When Archie Casbarian bought Arnaud's two years later, the old menu and its fantasies disappeared. But somehow the Cornish hen made onto the new menu. I ordered it for the first time in 1980, and the illusion was fulfilled. This is a terrific dish. I began coming every January 6 for it, a habit that lasted for well over a decade. Then, one day, it was gone, to return only occasionally as a special.
As it did tonight. They served half a bird, which is really enough. (Cornish hens are at least half again as large as they used to be.) Its' stuffed with a dense pate made with pork and a few other things. Around the bird is a thick, dark-brown Creole sauce (roux, the trinity) with mushrooms. It was as delicious this night as I was hoping it would be.
Yet the best dish was yet to come. The dessert was a profiterole, made with a puff pastry instead of the standard chou paste, filled with a ball of praline-flavored ice cream, surrounded with blueberries and strawberries in a light sauce. Mary Ann's reaction tells how good this was. "I don't eat dessert," she said. (She really doesn't.) "And I was talking with somebody and wasn't paying attention. I took a bite, not realizing it was a dessert. It was delicious! I ate it all!" It really was that good.

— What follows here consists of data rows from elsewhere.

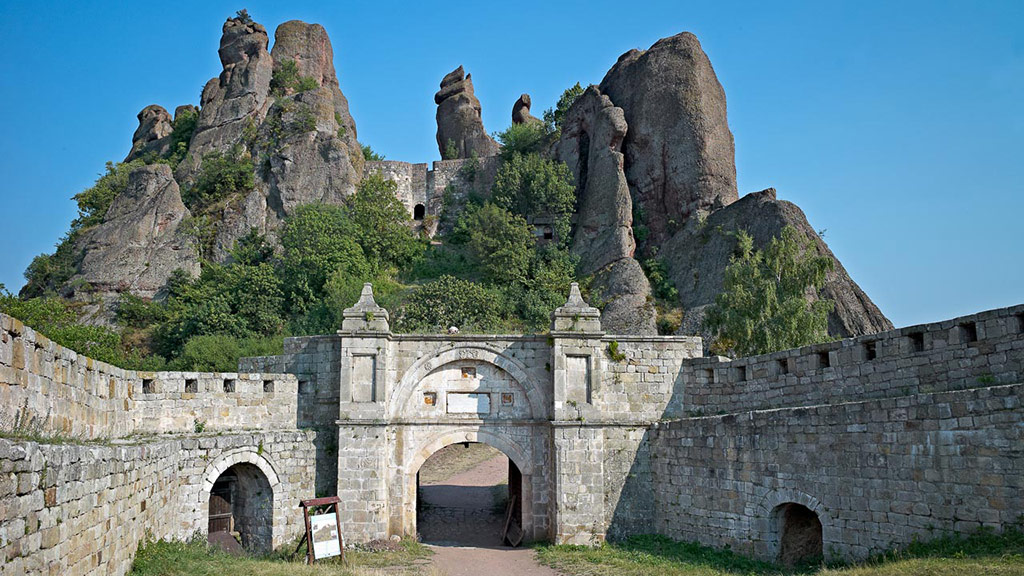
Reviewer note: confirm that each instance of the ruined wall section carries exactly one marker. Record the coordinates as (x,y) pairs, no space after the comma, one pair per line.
(878,472)
(979,350)
(83,509)
(48,389)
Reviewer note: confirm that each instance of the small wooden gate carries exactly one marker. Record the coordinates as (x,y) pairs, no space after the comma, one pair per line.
(221,517)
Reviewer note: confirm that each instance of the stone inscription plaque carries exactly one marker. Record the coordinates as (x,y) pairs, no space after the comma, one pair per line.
(468,403)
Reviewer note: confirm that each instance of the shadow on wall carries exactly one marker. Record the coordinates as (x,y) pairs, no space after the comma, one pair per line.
(634,512)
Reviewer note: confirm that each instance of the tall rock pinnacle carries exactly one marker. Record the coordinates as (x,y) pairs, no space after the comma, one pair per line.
(460,128)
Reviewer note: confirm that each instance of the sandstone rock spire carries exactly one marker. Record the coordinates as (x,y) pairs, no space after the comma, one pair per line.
(460,128)
(679,151)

Chris Hannah--Arnaud's chief bartender and mixologist--brought a coffee cup of what he said is a very old Yuletide cocktail. "It's a Tom and Jerry, and it goes back over a hundred years," he said. "The cartoon was named after the drink." It certainly tasted Christmasy, reminiscent of hot eggnog, with a good shot of rum. Suddenly, everybody at the table wanted one. Chris came back with his "Reveillon cocktail," which I remember enjoying last year. It's made with apple brandy, pear eau de vie, sweet vermouth, and bitters, with a star anise pod floating on top. I love this!
When the dinner broke up at around nine-thirty, I dearly wished I still lived in the French Quarter. Then I would have gone to the bar with the six or so other guys in tuxedos and had a nightcap. But I have to drive to Abita Springs, and that reduces my drinking to tasting. Dammit! And Mary Ann here in her own car, eager to leave early!
I will raise Arnaud's Reveillon rating to three snowflakes--the top rating--tomorrow. This was everything a Reveillon dinner should be: delicious, festive, in a room fully decked out for the season.
Arnaud’s. French Quarter: 813 Bienville 504-523-5433. Classic Creole.